Disclaimer: I started writing this comment having in mind to list only a few items and not more than 100 words, but it became a really large comment; Since I went into depth here and there, doesn't mean I expressed all the details I would express when we would have a long debate; I may also not have mentioned some exceptions to the rule. And I certainly did not mention all the things that are 'wrong' - in my opinion in this community - wrt who gets votes and who not; for sure a fact is that some of us get enormous rewards given by high SP holders ALL the time and ending up in Trending ALL the time and many good authors and posts do hardly get any votes/rewards at all - just to name another topic of total disproportional imbalance.
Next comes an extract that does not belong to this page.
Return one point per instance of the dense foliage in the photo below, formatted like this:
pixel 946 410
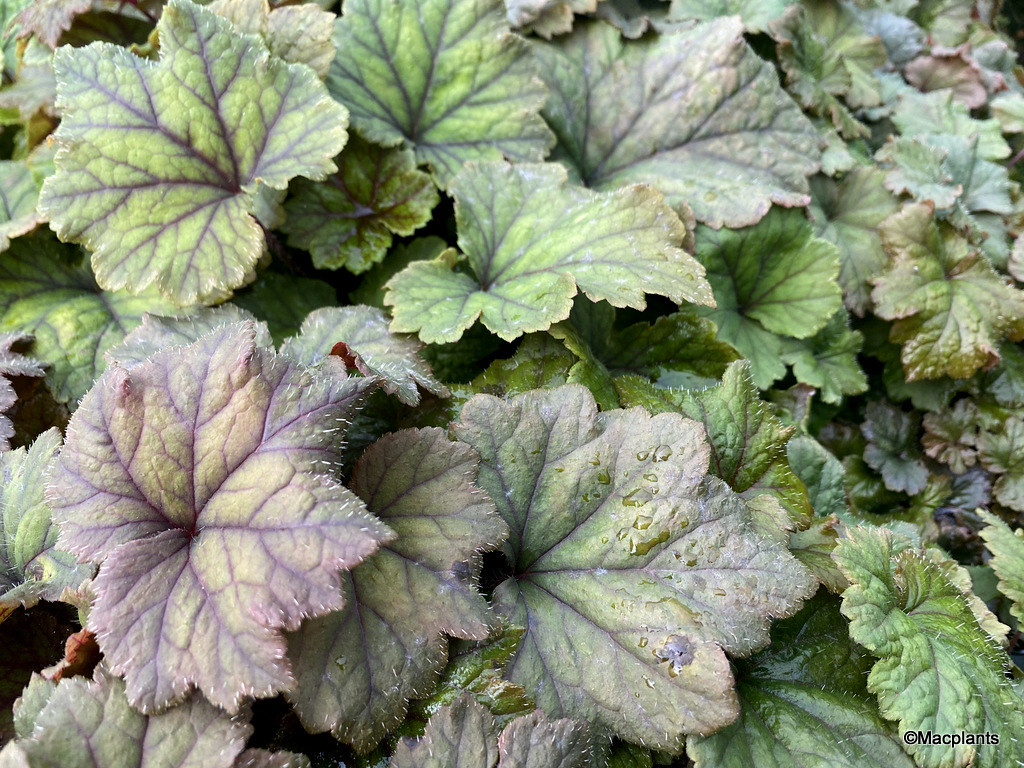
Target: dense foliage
pixel 538 384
Long comment with valid points.
I always liked the idea of "social exposure" with warnings first, to have a chance to change the so called "bad" behavior.

Good comment and valid - enjoyed reading the whole thing - even though it was long :)

Until a few hours ago I thought HF19 was a success - now it seems not so much now.

It's a shame there isn't a way to test these changes before going live with new code. I'd agree and say voting culture is at the core of this.

Testing is not really possible, other then try in the field and decide next HF to implement something else or step back to what we had.